This year has been unpredictable to say the least. It certainly has not been easy, but the financial markets have adapted remarkably well to the many new challenges brought by COVID.
The regulator made some concessions early on by delaying SFTR implementation in the UK, and allowing firms to manually transcribe phone calls where they lacked suitable surveillance technology.
However, they were very clear that this was not a waiver on compliance. On the contrary, they have maintained their firm position on financial crime and regulatory reporting, which for many firms has supercharged their digital transformation programmes so that their operational and compliance technology can support a remote or office-based workforce.
We foresee a very different RegTech market moving forward, and in this article, I highlight key areas where we expect to see the most change.
1) The future is Holistic
We have already seen growing interest in holistic surveillance by some regulators, but in 2021 we predict a market-wide drive for genuine holistic RegTech platforms, as the market matures and technology advances. Using siloed technology for different types of surveillance and different regulatory reporting obligations simply makes no sense, as much of the data is reused across solutions.
We have already seen the market begin to migrate to holistic solutions, as traditional vendors start to partner with others to plug gaps. Very few have taken a truly data-centric approach, where all data is managed on a single platform.
As firms begin to see that holistic solutions are possible, we expect to see a consolidation of vendors. On the buyer side, we foresee many more firms thinking about how they can deploy solutions that are flexible and futureproofed as opposed to meeting individual needs.
2) Firms are getting their heads into the Cloud
During 2021 there will be a more widespread demand for cloud-based platforms, as opposed to on-premise technology. In the past many financial firms opted for on-premise solutions, citing security concerns and the sensitivity of data sets, but COVID has proven that the Cloud is the future, can improve resiliency and satisfy regulatory requirements.
We have already seen some of our trade surveillance partners begin to transition their technologies from on-premise to the cloud, and we expect that to accelerate across the industry.
3) Reporting accuracy will become a priority (not cost-cutting)
With a highly competitive regulatory reporting marketplace, the race to the bottom in terms of price has become absurd, as evidenced by CME exiting the regulatory reporting market in November of this year. Where firms have focussed on acquiring clients at the lowest cost, there has been no investment in technology or innovation. This is why most reporting vendors still largely operate legacy technology and why reporting accuracy is still a huge challenge for many firms.
This status quo is simply unsustainable. If it continues, we are likely to see other repositories close in 2021 – especially in Europe. However, if the regulators intensify their focus on reporting issues, then we expect clients’ priorities to shift from cost to quality, and for the market to mature as a result.
The FCA has already indicated that a priority for the year ahead is to focus on how they collect data and how firms are supervised… Watch this space.
4) Machine Learning steps aside – 2021 is the year of Data
AI and machine learning will remain important components of compliance technology in the future, but in 2021 data quality will be a core focus, as firms strive for accurate and usable data.
We will see a shift away from solving individual regulatory challenges and firms being seduced by buzzwords like AI and ML, to instead focus on the data.

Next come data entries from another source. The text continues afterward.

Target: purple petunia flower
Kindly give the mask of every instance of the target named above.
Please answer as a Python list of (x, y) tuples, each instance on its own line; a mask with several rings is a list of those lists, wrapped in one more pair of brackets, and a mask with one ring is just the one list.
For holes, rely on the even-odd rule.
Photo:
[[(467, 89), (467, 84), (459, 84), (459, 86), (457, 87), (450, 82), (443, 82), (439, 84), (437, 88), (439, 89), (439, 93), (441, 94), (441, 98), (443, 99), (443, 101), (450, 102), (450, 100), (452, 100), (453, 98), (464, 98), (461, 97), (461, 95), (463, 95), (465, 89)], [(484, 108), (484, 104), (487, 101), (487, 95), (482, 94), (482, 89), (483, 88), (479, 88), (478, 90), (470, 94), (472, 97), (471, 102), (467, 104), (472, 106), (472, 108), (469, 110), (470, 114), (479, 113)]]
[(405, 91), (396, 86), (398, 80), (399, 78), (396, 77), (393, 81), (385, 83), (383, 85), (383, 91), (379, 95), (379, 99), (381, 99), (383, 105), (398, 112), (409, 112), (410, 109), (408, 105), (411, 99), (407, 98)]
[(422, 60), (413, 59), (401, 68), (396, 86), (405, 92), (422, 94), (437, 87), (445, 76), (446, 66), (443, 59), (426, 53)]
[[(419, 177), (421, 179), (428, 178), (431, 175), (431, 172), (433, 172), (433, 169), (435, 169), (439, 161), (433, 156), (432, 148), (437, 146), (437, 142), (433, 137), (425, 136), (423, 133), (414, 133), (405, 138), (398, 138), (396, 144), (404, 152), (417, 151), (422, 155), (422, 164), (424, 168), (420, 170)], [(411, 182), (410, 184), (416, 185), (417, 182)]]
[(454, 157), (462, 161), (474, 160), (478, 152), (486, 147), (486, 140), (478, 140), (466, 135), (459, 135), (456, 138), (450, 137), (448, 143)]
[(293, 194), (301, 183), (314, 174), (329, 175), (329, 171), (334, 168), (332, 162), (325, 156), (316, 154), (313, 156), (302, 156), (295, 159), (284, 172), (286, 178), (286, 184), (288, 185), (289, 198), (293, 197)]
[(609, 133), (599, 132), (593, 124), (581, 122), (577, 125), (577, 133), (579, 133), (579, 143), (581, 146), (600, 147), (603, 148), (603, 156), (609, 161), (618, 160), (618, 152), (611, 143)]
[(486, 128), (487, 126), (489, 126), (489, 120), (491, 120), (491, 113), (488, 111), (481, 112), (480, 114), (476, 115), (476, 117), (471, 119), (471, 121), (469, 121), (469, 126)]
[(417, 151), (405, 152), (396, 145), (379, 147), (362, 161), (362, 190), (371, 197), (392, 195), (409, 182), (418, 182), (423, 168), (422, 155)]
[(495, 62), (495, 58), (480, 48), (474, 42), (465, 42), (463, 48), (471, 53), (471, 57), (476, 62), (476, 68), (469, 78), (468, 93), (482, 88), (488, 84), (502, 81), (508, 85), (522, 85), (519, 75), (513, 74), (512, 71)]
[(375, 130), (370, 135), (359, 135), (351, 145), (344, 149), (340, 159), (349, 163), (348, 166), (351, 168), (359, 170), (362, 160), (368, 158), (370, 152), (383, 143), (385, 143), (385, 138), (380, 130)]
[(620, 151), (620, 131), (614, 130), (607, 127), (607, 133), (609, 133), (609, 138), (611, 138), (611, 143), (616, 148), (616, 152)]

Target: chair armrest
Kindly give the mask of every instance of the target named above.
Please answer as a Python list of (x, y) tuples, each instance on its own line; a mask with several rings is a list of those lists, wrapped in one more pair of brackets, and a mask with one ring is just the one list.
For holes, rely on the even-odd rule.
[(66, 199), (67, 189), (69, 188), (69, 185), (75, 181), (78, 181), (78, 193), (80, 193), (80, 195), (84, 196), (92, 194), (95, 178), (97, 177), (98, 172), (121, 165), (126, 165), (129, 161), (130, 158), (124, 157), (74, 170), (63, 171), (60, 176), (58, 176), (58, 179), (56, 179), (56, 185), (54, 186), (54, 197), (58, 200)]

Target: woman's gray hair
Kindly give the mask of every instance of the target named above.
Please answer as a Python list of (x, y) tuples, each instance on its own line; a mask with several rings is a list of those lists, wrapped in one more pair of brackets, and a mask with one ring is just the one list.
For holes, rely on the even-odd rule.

Data governance will become a top focus for the regulator, increasing the pressure on firms to build capabilities that enable them to understand their data, turn it into useful information and share it across the business.
It would feel wrong not to comment on Brexit, since we are so close to the end of the transition period and at the time of writing do not know if we are going to have a deal. What we do know is that most firms have contingency plans for a no-deal and are already prepared to meet both European and UK regulatory obligations come January 2021.
It is worth noting that the UK remains one of the world’s largest financial markets, so when it comes to the future, we expect to see continued regulatory alignment, although not complete convergence.
As we approach the end of the year, we foresee the RegTech market in 2021 focussing on technology, data quality and efficiency.
Financial firms have successfully navigated a year of major disruption, in many cases by people working longer and harder than ever before. But the industry must continue to evolve to ultimately make compliance departments function better, applying the highest quality data to tools that enable better oversight and a reduction in the burden of managing false positives.